Recibimos ofertas durante todo el año, por aquí han pasado inversores, business angels para abrir en otros lugares, pero nosotros tenemos nuestra pequeña joya, que es nuestra heladería. Todos los helados salen de nuestras manos, y no veo que un negocio tan personalizado pueda ser replicable. Soy heladero, tengo una empresa, pero no me siento empresario. Me gusta hacer helados, pero no quiero gestionar equipos de personas, sino generar nuevos productos. Y lo bueno es que también hemos convertido la heladería en un punto a visitar en la ciudad.

¿La heladería es un negocio rentable?

Es rentable, sí. A mi me invitan a ir a foros de emprendedores, y no sé si a lo que me dedico en cuerpo y alma, más de 12 horas al día, es un negocio. La mayor rentabilidad es que es un trabajo satisfactorio a nivel emocional. No venimos a ganar dinero sino a disfrutar.

¿Se ha conseguido desestacionalizar el helado?

No, para nada. Nosotros abrimos la heladería en víspera de Semana Santa y la aguantamos hasta la primera mitad de octubre. Somos un país, con el clima más benévolo de Europa, y es uno de los de menor consumo per cápita. Para el español, el helado está ligado al verano, y a la tarde-noche, que es el momento de más relax. Aquí poca gente come un helado a media mañana. Y cuando baja la temperatura a 22 grados en agosto hacemos la mitad de caja. Hace 20 años decidimos cambiar la tendencia y abrir todo el año, pero al final vimos que no era posible.

¿La cocina dulce es la gran olvidada en los restaurantes?

El problema es que no hay gente formada en repostería. Y el helado es el gran olvidado de la cocina. Cuando vas a un restaurante te ponen un menú degustación de más de 30 platos, y luego no se puede acabar con postres a los que se añade grasa y azúcar. Hace falta oficio para hacer platos dulces y equilibrados. Hay gente como Jordi Roca o Albert Adrià, que lo hicieron, porque detrás de la repostería hay mucha dedicación, es una profesión con códigos propios. Pero es algo que no acaba de triunfar, nadie hace postres divertidos con fruta fresca. Ahora se puede tomar una sopa de sandía con dos gotas de Pedro Ximénez, y eso es un postre fresco, vegetal y con fruta fresca. Los postres son los grandes olvidados de la restauración. Los vinos no los elabora el sumiller, y en cambio se valora mucho más esa figura dentro de un restaurante que la del repostero. Un restaurante sin cocina dulce es como una silla coja. Para que la experiencia sea sublime se ha de dar cabida a todo tipo de alimentos. Para que la experiencia sea sublime se ha de dar cabida a todo tipo de alimentos. Los grandes restaurantes así lo hacen, y no descuidan los postres.

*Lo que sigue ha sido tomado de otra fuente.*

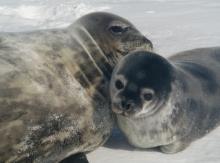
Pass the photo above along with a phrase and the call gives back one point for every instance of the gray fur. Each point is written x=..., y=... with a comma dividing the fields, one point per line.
x=53, y=88
x=191, y=110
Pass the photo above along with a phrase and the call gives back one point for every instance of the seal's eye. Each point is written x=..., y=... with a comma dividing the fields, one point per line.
x=118, y=30
x=119, y=85
x=148, y=96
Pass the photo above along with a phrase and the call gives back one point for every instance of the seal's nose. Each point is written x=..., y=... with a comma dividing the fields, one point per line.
x=126, y=105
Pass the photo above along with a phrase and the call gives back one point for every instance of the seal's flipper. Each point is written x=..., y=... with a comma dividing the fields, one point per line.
x=77, y=158
x=174, y=147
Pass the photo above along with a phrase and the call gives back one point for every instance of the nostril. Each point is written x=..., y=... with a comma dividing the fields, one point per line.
x=123, y=104
x=127, y=106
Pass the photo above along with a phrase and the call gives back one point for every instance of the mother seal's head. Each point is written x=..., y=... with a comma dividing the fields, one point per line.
x=109, y=34
x=140, y=84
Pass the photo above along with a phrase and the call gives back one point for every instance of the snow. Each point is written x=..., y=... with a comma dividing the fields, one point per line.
x=172, y=26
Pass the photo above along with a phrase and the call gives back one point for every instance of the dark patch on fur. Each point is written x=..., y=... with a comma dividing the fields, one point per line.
x=81, y=79
x=205, y=76
x=77, y=158
x=10, y=92
x=216, y=55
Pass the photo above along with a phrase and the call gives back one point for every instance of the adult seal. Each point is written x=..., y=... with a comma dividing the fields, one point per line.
x=53, y=87
x=167, y=103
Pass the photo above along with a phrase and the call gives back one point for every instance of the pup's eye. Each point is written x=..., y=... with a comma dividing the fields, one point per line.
x=119, y=85
x=148, y=96
x=117, y=30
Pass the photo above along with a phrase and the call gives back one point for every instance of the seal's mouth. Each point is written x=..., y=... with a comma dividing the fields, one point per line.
x=144, y=110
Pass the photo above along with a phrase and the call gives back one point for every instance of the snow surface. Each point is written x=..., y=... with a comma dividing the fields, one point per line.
x=172, y=26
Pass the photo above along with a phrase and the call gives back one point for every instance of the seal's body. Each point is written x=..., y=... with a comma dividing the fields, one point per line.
x=53, y=87
x=167, y=103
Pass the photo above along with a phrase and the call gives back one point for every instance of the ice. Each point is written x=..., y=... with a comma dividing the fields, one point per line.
x=172, y=25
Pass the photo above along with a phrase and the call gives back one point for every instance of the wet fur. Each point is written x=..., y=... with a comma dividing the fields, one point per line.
x=53, y=89
x=192, y=109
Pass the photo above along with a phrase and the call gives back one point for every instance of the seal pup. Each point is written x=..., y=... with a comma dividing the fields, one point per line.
x=54, y=98
x=167, y=103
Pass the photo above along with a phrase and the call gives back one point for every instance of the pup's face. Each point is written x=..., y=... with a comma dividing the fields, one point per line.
x=140, y=84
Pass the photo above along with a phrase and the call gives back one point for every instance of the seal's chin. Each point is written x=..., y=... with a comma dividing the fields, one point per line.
x=148, y=109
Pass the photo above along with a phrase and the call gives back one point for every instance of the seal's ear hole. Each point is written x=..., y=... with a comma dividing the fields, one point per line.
x=117, y=29
x=118, y=84
x=148, y=96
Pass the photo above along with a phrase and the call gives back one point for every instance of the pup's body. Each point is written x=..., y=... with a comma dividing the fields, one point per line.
x=53, y=87
x=179, y=97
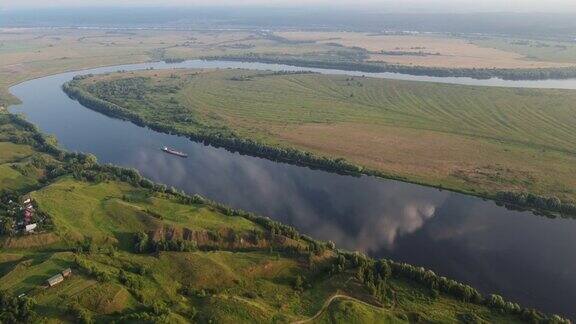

¿Puede influir también las recomendaciones de tomar menos azúcar?

Deberíamos ir a otro tema, que la gente no sabe llevar una dieta equilibrada, que, por otro lado, debería ser un estilo de vida sana. Si vas a consumir un helado, tómate el mejor, el que lleve nata fresca, fruta fresca y productos de calidad. Hay que huir de las grasas hidrogenadas o de pastas sintetizadas, de todos esos productos de síntesis, que no son alimentos de nuestra dieta. El helado es un alimento, y como tal a la hora de elaborarlo hay que tener mucho respeto por el cliente, y hay que trabajar con materias primas nobles.